PopText will resume my usual meanderings tomorrow, because for now it's 4am and I want to weigh in on this
; a female acoustic cover of the NWA track which has been causing some racket over at ilx and the like.
People say it’s a dull cover. People say its offensive. People say there wouldn’t be such a fuss if she did some crazy electro-dub remix thing. But of the people who care enough to be disgraced, the majority appear to be men. And I find that pretty interesting.
This is not a genre I chose to listen to. Familiar territory to many readers I know: woman as degraded objects etc. Every numb-eyed faux stripper in every blinged up video makes my heart sink a little further and for each song that doesn’t promote this world-view, odds are that artist has a stack more that do just waiting on their album. So I obviously didn’t bother with the NWA version.
But this made me listen to the track for the first time; familiar female voice plaintive with emotion, gentle strumming and flowing rhyme pattern. Talking about gang life and murder. Issues of class and ethnicity are flying around. People care if she, as a middle class white girl, has the ‘right’ to take a track with such deeply rooted socio-cultural relevance and pull it from this apparently sacred context.
Yes, there is the ‘cheap trick’ obvious juxtaposition that comes with the switch of genre, but so what? Comedy cross-genre covers aren’t such a big deal; you’ve got the Gourds bluegrass ‘Gin & Juice’, Ben Kweller turned his attentions to ‘Ice Ice Baby’, hell even Kid 606 did a direct sample of this song without such outcry.
So why should I care?
Well, it’s just the sneaking suspicion that if it were John Mayer strumming away in a back room with this, there wouldn’t be nearly as much derision and attack. People would laugh, but not half as many panties would be getting quite so twisted.

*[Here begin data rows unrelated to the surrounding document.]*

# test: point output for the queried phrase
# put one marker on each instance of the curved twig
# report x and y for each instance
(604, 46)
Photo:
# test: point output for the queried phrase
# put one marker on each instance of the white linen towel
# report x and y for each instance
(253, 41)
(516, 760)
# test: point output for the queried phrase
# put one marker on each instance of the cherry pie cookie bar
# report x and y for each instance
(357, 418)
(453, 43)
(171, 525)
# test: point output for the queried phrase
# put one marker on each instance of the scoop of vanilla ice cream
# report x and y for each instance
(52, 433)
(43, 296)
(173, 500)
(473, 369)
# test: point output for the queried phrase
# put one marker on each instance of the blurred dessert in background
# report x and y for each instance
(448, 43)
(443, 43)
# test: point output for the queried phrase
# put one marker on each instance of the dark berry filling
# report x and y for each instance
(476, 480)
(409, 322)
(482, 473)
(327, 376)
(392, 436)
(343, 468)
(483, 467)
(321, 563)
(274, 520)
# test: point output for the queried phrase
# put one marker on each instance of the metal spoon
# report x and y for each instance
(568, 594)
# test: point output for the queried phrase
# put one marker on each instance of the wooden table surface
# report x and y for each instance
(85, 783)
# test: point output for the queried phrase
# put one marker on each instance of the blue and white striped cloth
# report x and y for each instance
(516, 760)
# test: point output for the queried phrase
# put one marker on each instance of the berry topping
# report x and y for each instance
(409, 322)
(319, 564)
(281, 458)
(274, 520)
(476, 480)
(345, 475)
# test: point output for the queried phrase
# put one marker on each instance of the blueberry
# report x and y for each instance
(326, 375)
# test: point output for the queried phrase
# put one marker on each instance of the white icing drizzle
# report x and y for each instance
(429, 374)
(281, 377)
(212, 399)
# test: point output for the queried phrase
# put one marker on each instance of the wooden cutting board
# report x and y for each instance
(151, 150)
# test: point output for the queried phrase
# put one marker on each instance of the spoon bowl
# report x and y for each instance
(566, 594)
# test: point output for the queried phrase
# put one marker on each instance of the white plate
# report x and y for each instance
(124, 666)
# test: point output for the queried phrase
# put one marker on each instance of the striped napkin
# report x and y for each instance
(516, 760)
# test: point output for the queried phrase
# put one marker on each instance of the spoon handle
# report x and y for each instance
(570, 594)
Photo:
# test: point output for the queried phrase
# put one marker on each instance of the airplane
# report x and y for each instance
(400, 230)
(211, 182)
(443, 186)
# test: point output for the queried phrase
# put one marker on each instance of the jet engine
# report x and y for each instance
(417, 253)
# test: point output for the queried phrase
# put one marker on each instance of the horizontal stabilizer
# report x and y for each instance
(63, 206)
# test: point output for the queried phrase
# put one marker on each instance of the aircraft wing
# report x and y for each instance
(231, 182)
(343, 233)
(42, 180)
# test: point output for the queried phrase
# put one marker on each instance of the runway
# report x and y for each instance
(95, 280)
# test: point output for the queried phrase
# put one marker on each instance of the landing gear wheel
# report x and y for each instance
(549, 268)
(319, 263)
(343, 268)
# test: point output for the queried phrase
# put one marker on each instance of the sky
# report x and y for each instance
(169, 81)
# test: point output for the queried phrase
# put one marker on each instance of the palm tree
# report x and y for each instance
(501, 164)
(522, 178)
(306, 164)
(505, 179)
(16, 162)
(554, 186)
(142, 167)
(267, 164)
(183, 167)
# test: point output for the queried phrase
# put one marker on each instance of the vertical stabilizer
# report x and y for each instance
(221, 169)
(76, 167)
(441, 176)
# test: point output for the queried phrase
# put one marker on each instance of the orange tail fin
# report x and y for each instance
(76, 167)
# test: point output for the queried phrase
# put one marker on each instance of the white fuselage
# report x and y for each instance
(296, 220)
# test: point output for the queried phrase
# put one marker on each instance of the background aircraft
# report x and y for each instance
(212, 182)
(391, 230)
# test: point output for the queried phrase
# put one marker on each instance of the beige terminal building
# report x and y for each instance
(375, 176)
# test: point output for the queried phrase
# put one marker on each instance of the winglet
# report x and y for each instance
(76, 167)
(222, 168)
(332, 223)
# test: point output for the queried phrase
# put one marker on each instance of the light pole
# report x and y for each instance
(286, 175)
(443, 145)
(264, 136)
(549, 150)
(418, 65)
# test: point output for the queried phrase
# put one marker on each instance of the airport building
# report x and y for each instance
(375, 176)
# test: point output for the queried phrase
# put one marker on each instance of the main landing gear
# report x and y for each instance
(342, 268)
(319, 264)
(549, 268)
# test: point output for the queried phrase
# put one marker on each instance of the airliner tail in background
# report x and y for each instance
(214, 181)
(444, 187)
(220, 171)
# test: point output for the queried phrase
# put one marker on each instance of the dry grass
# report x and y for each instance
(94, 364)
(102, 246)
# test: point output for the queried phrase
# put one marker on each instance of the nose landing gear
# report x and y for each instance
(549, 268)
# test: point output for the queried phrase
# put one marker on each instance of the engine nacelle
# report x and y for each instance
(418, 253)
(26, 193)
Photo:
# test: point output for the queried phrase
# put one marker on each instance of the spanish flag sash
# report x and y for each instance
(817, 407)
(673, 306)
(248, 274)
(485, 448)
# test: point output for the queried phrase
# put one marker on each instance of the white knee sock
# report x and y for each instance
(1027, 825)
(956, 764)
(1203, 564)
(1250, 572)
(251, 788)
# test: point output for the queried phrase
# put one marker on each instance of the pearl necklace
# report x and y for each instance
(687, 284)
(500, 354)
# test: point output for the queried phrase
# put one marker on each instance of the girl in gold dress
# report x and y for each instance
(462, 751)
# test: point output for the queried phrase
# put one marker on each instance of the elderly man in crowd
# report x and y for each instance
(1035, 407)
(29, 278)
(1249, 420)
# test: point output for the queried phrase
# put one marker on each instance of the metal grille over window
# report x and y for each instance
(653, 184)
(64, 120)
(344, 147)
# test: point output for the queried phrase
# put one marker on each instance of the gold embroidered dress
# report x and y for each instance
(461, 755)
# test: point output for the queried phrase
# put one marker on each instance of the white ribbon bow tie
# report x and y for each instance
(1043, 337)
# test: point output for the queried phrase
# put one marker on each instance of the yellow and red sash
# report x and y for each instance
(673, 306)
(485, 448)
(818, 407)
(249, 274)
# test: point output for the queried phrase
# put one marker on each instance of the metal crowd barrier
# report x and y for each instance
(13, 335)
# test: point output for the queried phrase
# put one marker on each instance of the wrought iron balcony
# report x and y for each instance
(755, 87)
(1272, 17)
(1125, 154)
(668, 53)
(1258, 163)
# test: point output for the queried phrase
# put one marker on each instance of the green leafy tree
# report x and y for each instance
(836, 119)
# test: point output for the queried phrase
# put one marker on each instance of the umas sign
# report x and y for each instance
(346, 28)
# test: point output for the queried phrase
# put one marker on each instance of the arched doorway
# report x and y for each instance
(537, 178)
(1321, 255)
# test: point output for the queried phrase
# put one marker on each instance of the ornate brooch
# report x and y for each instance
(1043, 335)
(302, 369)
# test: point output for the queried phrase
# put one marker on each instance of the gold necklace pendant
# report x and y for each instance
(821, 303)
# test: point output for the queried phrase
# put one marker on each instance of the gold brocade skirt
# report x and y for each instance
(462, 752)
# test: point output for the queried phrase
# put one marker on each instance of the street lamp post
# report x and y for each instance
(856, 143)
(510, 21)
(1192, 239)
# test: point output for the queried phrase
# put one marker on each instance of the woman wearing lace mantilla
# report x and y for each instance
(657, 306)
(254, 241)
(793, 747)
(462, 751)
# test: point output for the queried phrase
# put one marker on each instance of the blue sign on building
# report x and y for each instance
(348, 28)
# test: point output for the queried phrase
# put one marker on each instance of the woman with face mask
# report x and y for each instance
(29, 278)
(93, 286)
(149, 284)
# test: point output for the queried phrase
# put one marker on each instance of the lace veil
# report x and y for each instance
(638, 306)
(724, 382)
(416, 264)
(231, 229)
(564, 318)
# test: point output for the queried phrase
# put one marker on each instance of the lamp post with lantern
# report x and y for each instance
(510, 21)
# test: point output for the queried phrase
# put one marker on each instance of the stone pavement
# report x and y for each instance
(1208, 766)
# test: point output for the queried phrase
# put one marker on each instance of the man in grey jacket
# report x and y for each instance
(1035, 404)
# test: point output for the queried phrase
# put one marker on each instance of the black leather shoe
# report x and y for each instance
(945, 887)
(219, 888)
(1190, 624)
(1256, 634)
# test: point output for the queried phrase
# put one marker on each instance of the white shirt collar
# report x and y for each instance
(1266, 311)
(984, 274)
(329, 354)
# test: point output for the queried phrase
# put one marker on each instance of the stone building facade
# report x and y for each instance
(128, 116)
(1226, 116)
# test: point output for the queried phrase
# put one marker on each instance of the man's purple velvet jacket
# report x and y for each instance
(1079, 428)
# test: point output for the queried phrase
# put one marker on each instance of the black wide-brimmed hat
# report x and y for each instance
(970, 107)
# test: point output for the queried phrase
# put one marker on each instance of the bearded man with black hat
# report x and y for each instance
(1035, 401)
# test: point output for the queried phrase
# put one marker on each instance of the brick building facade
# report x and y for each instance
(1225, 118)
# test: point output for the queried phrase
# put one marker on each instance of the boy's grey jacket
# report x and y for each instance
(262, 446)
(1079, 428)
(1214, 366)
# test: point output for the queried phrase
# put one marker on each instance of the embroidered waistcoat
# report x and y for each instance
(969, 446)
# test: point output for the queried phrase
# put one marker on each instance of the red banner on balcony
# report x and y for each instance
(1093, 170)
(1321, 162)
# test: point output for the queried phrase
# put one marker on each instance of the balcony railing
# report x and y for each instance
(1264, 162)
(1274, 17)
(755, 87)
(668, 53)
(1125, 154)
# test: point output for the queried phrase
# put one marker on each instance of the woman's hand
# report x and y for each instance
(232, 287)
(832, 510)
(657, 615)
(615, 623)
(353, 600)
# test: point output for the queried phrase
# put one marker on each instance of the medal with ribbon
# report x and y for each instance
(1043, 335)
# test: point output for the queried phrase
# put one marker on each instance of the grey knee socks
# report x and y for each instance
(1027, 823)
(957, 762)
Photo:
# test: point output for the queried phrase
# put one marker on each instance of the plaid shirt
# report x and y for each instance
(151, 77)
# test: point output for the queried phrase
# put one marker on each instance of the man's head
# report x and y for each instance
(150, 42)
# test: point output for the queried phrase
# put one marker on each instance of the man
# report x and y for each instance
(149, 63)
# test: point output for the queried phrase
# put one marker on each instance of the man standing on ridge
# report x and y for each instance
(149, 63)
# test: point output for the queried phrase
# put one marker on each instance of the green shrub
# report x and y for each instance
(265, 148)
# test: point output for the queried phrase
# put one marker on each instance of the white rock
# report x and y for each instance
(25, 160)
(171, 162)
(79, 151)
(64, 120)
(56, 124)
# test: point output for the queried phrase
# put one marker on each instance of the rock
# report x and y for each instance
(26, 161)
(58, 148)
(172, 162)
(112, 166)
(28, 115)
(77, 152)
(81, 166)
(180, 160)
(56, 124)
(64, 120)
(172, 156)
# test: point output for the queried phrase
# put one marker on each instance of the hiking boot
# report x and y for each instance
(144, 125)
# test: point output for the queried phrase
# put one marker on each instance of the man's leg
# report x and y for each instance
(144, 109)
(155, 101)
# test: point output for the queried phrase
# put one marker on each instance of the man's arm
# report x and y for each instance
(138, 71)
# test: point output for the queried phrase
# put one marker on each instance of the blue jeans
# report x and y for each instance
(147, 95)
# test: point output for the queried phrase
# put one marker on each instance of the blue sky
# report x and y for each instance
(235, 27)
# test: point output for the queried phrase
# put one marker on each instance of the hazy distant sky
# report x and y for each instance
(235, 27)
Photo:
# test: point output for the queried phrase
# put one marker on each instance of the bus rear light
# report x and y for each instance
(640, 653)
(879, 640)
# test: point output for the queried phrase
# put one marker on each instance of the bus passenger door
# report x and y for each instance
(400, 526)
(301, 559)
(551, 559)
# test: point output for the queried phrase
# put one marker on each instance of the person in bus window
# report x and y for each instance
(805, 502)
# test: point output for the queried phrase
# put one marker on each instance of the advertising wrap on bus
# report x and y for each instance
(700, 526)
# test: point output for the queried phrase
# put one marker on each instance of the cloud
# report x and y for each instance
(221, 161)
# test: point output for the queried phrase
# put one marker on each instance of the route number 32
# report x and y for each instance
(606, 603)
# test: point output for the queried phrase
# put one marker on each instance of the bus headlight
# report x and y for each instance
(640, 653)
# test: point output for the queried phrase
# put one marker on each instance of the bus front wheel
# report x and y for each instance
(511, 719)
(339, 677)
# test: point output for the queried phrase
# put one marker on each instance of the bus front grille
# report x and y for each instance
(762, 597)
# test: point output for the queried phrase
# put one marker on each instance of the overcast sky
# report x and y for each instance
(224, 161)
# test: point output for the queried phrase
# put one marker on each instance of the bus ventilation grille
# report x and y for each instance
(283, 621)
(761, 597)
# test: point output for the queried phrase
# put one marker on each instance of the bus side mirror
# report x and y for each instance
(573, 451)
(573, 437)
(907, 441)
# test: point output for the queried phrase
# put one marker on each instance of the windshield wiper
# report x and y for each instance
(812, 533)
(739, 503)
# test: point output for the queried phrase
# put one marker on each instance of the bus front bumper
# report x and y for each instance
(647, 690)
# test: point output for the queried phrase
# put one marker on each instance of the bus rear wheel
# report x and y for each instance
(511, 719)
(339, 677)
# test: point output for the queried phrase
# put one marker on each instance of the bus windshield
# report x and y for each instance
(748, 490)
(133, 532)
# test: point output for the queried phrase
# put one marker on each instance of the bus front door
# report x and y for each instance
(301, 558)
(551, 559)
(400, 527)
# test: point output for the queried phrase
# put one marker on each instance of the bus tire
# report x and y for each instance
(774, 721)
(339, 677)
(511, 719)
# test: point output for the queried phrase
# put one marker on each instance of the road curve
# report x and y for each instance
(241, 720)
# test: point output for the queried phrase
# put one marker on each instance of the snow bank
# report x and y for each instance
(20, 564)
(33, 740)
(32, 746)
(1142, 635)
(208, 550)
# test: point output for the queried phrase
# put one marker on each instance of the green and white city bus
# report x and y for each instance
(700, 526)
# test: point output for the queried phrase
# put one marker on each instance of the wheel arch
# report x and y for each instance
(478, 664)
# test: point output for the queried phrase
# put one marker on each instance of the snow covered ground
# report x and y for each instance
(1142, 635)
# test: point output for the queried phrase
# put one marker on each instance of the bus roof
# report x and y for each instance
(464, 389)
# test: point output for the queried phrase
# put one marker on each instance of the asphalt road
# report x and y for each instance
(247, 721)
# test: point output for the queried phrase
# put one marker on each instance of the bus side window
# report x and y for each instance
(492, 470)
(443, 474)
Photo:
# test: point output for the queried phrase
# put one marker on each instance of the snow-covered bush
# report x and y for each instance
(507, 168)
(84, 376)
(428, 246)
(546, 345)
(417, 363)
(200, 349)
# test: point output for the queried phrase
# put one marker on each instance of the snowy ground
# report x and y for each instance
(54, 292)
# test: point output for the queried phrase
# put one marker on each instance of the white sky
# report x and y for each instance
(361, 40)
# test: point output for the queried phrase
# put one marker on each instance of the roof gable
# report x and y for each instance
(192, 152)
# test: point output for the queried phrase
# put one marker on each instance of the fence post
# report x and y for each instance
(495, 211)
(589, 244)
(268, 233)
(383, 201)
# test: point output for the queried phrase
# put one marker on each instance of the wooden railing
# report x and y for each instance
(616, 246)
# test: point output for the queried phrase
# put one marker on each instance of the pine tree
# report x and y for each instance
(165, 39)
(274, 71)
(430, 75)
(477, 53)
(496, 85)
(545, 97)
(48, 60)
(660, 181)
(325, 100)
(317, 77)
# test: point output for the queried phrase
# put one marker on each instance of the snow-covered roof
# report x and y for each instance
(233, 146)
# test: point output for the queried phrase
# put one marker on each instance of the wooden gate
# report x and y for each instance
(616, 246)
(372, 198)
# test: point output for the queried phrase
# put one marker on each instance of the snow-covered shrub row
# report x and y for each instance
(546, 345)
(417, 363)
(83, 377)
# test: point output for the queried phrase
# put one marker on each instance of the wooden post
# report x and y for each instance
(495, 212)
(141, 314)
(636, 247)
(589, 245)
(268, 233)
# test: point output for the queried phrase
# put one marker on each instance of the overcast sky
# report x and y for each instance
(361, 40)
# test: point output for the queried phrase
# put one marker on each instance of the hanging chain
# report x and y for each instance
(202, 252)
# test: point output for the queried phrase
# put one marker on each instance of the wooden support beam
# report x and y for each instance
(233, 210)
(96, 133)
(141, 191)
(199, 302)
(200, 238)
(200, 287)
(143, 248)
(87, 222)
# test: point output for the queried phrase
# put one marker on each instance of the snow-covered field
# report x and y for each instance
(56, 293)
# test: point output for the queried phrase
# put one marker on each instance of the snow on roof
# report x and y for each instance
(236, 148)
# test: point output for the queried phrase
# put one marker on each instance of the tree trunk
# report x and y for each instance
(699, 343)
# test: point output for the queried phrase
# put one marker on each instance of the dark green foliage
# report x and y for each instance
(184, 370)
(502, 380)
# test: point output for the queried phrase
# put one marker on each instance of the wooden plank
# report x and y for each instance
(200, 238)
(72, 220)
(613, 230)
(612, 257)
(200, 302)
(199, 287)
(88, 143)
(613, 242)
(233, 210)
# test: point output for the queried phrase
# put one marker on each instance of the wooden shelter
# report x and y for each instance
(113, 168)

See, Nina took a song that speaks not just of a cultural experience, but a brutally male one, and has subverted it into an unashamedly feminine entity. Her voice is fragile, the guitar melodious. No aggression. No bravado. Just vulnerability and aching regret. The fact is not that she’s middle class, or white, but because she is a woman. That is the final straw that jolts the listener into thinking about the song, and I consider that to be the underlying reason for the impassioned response.
Not ‘What right does she have to take this track, n-word and all, and sing it for her/our entertainment? (Because god forbid a song be, you know, sung!)
But, ‘What right does this woman
have to take this track?’
It probably isn’t her intention to make some feminist statement, because had she continued to the second verse, we would have had her sweetly lulling “So if you're at a show in the front row/ I'm a call you a bitch or dirty-ass ho” and then it would have been obvious and the focus of all discussion. But I prefer it this way; a not-so-subtle reframing of context that strips away that defense for content and leaves you only with the meaning.
Because an artist can hide it behind beats and a quick-fire delivery, or synthesized production, but in the end, their words will stand alone and maybe, just maybe, another person might rethink the opinion they’ve been absentmindedly repeating. Those might well be fighting words.